Bazılarının "itikatta Mâturidi amelde Hanefi mezheblerini
benimsemiş inancını günlük hayata Yesevi tarikatının aşk ikliminde kabul etmiş,
Maturidi-Hanefi-Yesevi sacayağı" ile ifâde ettiği, kimilerinin de Aleviliği Türk
Müslümanlığı olarak takdim ettiği, diğer bir kısmının da Sünnilerdeki Hz. Ali ve
Ehl-i Beyt sevgisini tespitten veya Sünnilerin de Hz. Ali ve Ehl-i Beyt ile
ilişkilerini keşfetmekten dolayı Alevi-Sünnilik olarak takdim ettiği Türk
Müslümanlığı görüşleri mevcuttur.

Ancak, Türklerin Müslümanlığı ilk kabul ettikleri dönemden
itibaren Rafiziliğe ve Şiiliğe karşı olan İslâm’ı kabul ettikleri, Yesevilik
dahil Türkistan’da kurulan tarikatlerin Sünni olduğu, Anadolu’ya gelen
dervişlerin Sünni inanca bağlı bulunduğu, Şah İsmail’in İran’da yıldızının
parlamasına kadar, bugün İran’da kalan Güney Azerbaycan’da yaşayanlar dahil
büyük kısmının Sünni oldukları ve Şah İsmail’in Anadolu’da kendisi gibi Türkmen
olan oymakları üzerindeki tesir ile Aleviliğin şekillendiği bilinen
vâkıalardandır.
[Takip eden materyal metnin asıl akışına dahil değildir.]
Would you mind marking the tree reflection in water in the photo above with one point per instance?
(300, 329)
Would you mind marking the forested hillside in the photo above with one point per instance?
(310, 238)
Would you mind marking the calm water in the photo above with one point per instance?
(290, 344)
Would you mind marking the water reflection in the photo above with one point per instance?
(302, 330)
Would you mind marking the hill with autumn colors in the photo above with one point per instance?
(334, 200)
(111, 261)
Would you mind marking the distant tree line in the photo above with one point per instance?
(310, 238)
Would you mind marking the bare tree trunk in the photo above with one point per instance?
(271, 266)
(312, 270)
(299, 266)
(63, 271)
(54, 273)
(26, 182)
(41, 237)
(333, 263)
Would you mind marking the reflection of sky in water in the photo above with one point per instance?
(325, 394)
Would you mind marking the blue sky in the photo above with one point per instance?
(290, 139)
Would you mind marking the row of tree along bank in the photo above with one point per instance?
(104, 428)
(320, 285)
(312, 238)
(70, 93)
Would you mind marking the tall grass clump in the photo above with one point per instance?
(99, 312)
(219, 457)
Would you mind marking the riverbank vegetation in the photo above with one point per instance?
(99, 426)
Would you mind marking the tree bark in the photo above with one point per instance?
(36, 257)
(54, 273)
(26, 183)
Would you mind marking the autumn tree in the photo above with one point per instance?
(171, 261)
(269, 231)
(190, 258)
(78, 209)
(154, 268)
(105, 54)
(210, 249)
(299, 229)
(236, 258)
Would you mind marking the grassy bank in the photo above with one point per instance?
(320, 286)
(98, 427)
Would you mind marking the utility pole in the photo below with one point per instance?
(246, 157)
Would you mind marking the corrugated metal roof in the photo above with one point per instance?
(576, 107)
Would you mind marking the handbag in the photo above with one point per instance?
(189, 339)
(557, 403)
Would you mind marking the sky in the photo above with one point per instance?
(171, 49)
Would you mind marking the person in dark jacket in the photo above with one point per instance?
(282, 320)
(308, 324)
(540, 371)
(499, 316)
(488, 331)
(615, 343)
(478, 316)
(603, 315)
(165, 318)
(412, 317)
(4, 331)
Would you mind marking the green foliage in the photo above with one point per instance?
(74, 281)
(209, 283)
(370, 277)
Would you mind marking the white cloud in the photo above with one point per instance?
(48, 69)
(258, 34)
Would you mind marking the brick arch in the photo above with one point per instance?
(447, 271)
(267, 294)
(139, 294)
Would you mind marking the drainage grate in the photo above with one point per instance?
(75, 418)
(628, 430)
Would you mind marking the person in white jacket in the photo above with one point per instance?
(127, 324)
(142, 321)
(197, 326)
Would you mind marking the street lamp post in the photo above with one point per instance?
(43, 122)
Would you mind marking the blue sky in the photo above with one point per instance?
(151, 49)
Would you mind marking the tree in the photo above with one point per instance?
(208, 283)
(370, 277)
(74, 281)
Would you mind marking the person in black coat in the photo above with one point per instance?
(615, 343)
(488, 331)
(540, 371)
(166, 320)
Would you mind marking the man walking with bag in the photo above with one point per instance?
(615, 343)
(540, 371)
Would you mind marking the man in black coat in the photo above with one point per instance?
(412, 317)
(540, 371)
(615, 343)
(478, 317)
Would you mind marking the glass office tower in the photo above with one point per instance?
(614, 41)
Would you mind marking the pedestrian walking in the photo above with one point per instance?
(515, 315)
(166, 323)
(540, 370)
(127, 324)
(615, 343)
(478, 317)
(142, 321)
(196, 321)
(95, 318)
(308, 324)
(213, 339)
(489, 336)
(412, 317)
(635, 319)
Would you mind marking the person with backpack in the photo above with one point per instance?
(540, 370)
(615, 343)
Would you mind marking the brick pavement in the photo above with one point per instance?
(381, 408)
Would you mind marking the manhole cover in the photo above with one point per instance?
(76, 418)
Ayrıca, Selçuklu ve Osmanlı kuruluş dönemindeki Hz. Ali
sevgisini ifade eden Alevilik ile daha sonra meydana çıkan şekil arasındaki
farklılıklar da gözden kaçırılmamalıdır. Günümüzden o döneme bir elbise biçmemiz
tarihi realiteye zıttır.

Türk İslamı kavramının altında, pozitivist anlayıştan
kaynaklanan din anlayışının dolaylı bir etkisini de gözlemlememek mümkün
değildir: Zira, din ilahi nitelikte ise hükümleri de Allah tarafından
konulmuşsa, çizilen sınırlar dışında bir tasarruf mümkün değildir. Ancak, dinler
çok tanrılı dinlerden evrim geçire geçire tek tanrılı hale geldikleri ve dinin
oluşumunda insanların toplulukların veya milletlerin dahli var olduğu kabul
ediliyorsa1, dinde tasarruf etmek o dini yapıcıların tabii hakkı
olarak ortaya çıkmaktadır. Tabiidir ki, insanların inançları hakkındaki
beyanları ile tavırları arasındaki fark iki gruptan hangisine dahil olduğunu
ortaya koyabilir.

"Türk Müslümanlığının özünde Yesevi’nin yoğurduğu hoşgörü var"
denildiğinde, sanki İslam’a İslam’da olmayan bazı şeylerin Yesevi tarafından
katılmış olduğu gibi bir şey anlaşılmaktadır. Ancak, hoşgörü, hatta diğer
dinlere tabi olanlara yaşama, ifade ve ibadet hakkı veren İslam’ın kendisi değil
midir? Hz. Peygamber de bunu Hıristiyan, Yahudi ve putperestlere göstermemiş
midir? Eğer, bazı bölgede veya devirlerdeki insanlar bunu anlamamışlarsa, bu da,
o Müslümanların kusuru değil midir?

Türkler, "özgürlük bilincine daha uygun itikatta Maturidi,
amelde Hanefi mezheblerini benimsemiştir" denildiğin-de, kastedilen inanç
Hıristiyan dünyasında Ortaçağ’dan itibaren yaşanan reform hareketleri ile
dönemleri farklı olsa da paralelliği ifade eden bir tavır mıdır? Buradaki
özgürlük ifadesinden kastedilen İslam akidelerinden sapma, genişletme veya yeni
bir formata sokma mıdır?

"Türk Müslümanlığı”nın en fark edilir vasfı, dini kurallar
manzumesi olarak değil, muhabbet halesi olarak görmesi Allah ve peygamber
sevgisi üzerine tesis etmesidir". Burada sorulması gereken, belki tavzihi lazım
gelen, dini muhabbet halesi olarak görürken, dini hükümleri red etmek midir?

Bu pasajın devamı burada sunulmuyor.